Researchers Francesco Becattini, Daniele Roselli, and Xin-Li Sheng from the University of Florence have recently published a study in the journal Physical Review D, exploring the dissipative corrections to the particle momentum spectrum of a decoupling fluid. Their work delves into the complex world of quantum statistical field theory and linear response theory, offering insights that could have implications for understanding energy distribution in relativistic fluids.
The team’s research focuses on the behavior of scalar particles as they decouple, or “freeze-out,” from a relativistic fluid. This process is crucial in various energy-related phenomena, including nuclear collisions and the early universe’s evolution. The researchers have developed an ab initio calculation, which means they’ve derived their results from fundamental principles, to understand how the momentum spectrum of these particles is affected by dissipative corrections.

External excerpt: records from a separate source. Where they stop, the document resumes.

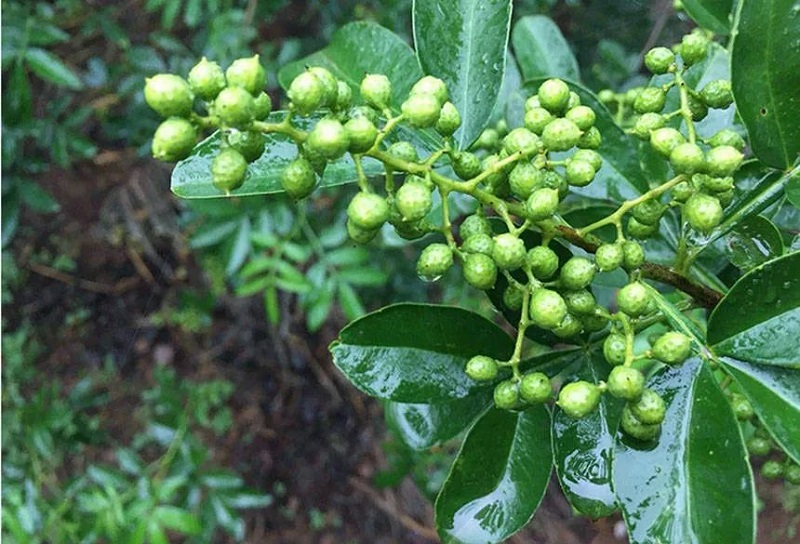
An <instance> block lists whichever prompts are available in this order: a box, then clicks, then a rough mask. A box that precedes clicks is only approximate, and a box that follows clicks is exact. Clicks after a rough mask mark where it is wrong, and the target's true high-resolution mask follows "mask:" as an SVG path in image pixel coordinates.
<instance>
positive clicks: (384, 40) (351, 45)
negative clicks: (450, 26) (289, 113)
mask: <svg viewBox="0 0 800 544" xmlns="http://www.w3.org/2000/svg"><path fill="white" fill-rule="evenodd" d="M306 66H322V67H324V68H327V69H328V70H330V71H331V72H332V73H333V75H334V76H336V77H337V78H338V79H340V80H342V81H344V82H345V83H347V84H348V85H350V87H351V88H352V89H353V91H354V96H360V95H359V89H360V87H361V80H362V79H363V78H364V76H365V75H366V74H373V73H378V74H384V75H385V76H386V77H388V78H389V81H391V82H392V102H391V104H392V110H393V111H394V112H395V113H397V112H399V111H400V104H401V103H402V102H403V100H405V98H406V96H407V95H408V92H409V91H410V90H411V86H412V85H414V83H416V82H417V80H418V79H420V78H421V77H422V70H420V67H419V64H418V63H417V59H416V57H415V56H414V51H413V50H412V49H411V48H410V47H409V46H408V44H406V43H405V42H404V41H403V40H402V38H400V37H399V36H397V35H396V34H394V33H393V32H392V31H391V30H388V29H386V28H384V27H382V26H380V25H378V24H376V23H371V22H364V21H361V22H355V23H350V24H347V25H345V26H343V27H342V28H340V29H339V30H337V31H336V32H335V33H334V34H333V37H332V38H331V43H330V44H328V46H327V47H325V48H324V49H322V50H320V51H317V52H316V53H313V54H311V55H309V56H308V57H305V58H302V59H300V60H298V61H295V62H292V63H289V64H287V65H286V66H284V67H283V68H282V69H281V70H280V72H279V73H278V81H279V82H280V84H281V87H283V88H284V90H288V89H289V85H291V83H292V80H293V79H294V78H295V77H296V76H297V75H298V74H300V73H301V72H302V71H303V70H305V68H306Z"/></svg>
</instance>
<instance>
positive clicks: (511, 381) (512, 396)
mask: <svg viewBox="0 0 800 544" xmlns="http://www.w3.org/2000/svg"><path fill="white" fill-rule="evenodd" d="M494 405H495V406H497V407H498V408H500V409H501V410H513V409H514V408H516V407H517V406H518V405H519V386H518V384H517V383H515V382H513V381H511V380H506V381H504V382H500V383H498V384H497V385H496V386H495V388H494Z"/></svg>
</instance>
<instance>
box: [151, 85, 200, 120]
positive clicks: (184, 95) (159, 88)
mask: <svg viewBox="0 0 800 544" xmlns="http://www.w3.org/2000/svg"><path fill="white" fill-rule="evenodd" d="M144 100H145V102H147V105H148V106H150V107H151V108H153V109H154V110H155V111H156V112H157V113H158V114H159V115H161V116H162V117H188V116H189V114H190V113H192V103H193V102H194V96H193V95H192V89H191V88H190V87H189V84H188V83H187V82H186V80H184V79H183V78H181V77H178V76H176V75H173V74H156V75H154V76H153V77H150V78H147V80H146V81H145V84H144Z"/></svg>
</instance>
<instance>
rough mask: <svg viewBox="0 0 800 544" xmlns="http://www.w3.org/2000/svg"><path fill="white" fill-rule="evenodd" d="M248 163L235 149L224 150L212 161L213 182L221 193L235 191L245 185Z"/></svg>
mask: <svg viewBox="0 0 800 544" xmlns="http://www.w3.org/2000/svg"><path fill="white" fill-rule="evenodd" d="M246 175H247V161H246V160H244V157H242V154H241V153H239V152H238V151H236V150H235V149H231V148H228V149H223V150H222V151H220V152H219V155H217V156H216V157H214V160H213V161H211V182H212V183H213V184H214V187H216V188H217V189H219V190H221V191H226V192H228V191H233V190H234V189H238V188H239V187H241V186H242V184H243V183H244V178H245V176H246Z"/></svg>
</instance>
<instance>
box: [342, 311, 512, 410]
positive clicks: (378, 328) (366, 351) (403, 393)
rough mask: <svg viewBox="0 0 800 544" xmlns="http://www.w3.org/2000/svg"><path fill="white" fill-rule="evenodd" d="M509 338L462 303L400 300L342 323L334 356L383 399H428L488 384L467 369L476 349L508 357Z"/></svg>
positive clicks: (456, 396) (497, 355)
mask: <svg viewBox="0 0 800 544" xmlns="http://www.w3.org/2000/svg"><path fill="white" fill-rule="evenodd" d="M513 347H514V346H513V342H512V340H511V338H510V337H509V336H508V335H507V334H506V333H504V332H503V331H502V330H501V329H500V328H499V327H497V325H495V324H494V323H492V322H491V321H489V320H488V319H486V318H484V317H482V316H480V315H478V314H475V313H472V312H469V311H466V310H462V309H460V308H453V307H449V306H434V305H429V304H396V305H393V306H387V307H386V308H383V309H381V310H378V311H377V312H373V313H371V314H368V315H366V316H364V317H362V318H361V319H358V320H356V321H354V322H353V323H351V324H350V325H348V326H347V327H345V328H344V329H342V331H341V332H340V333H339V338H338V340H336V341H335V342H334V343H333V344H332V345H331V353H332V354H333V362H334V364H335V365H336V366H337V367H338V368H339V370H341V371H342V373H344V375H345V376H347V377H348V379H349V380H350V381H351V382H353V384H354V385H355V386H356V387H358V388H359V389H361V390H362V391H364V392H365V393H367V394H368V395H372V396H375V397H378V398H382V399H390V400H396V401H399V402H412V403H420V402H424V403H429V402H443V401H447V400H452V399H459V398H464V397H466V396H468V395H471V394H473V393H476V392H478V391H481V390H484V389H486V387H487V385H486V384H479V383H478V382H476V381H474V380H472V379H470V378H469V377H467V375H466V374H465V372H464V366H465V365H466V363H467V360H469V358H470V357H472V356H474V355H478V354H482V355H488V356H490V357H495V358H498V359H503V360H505V359H507V358H508V357H509V356H510V355H511V352H512V351H513Z"/></svg>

In their study, Becattini, Roselli, and Sheng have expanded the Wigner function of the interacting quantum field in terms of the gradients of classical thermo-hydrodynamic fields. These fields include the four-temperature vector and reduced chemical potential, evaluated on the initial local-equilibrium hypersurface. This approach is unconventional, as it differs from the usual kinetic theory that evaluates these fields on the decoupling hypersurface.
One of the most intriguing findings of their research is an unexpected zeroth order term in the gradient expansion. This term depends on the differences between thermo-hydrodynamic fields at the decoupling and the initial hypersurface. It encodes a memory of the initial state, related to the long-distance persistence of the correlation function between the Wigner operator and the stress-energy tensor and charged current. This memory effect could have significant implications for understanding energy distribution and transfer in relativistic fluids.
The researchers also discuss the phenomenological implications of these corrections for the momentum spectra measured in relativistic nuclear collisions. Their findings could potentially enhance our understanding of energy dissipation and particle production in high-energy nuclear physics experiments.
In practical terms for the energy sector, this research could contribute to the development of more accurate models for energy transfer and dissipation in extreme conditions. This could be particularly relevant for advancing technologies that involve high-energy processes, such as nuclear energy and certain advanced propulsion systems. Additionally, the insights gained from this study could inform the design and optimization of energy systems that operate under relativistic conditions, although such applications are currently speculative and far from immediate implementation.
The research was published in Physical Review D, a peer-reviewed journal that covers fundamental and applied research in the field of particle physics, fields, gravitation, and cosmology.
This article is based on research available at arXiv.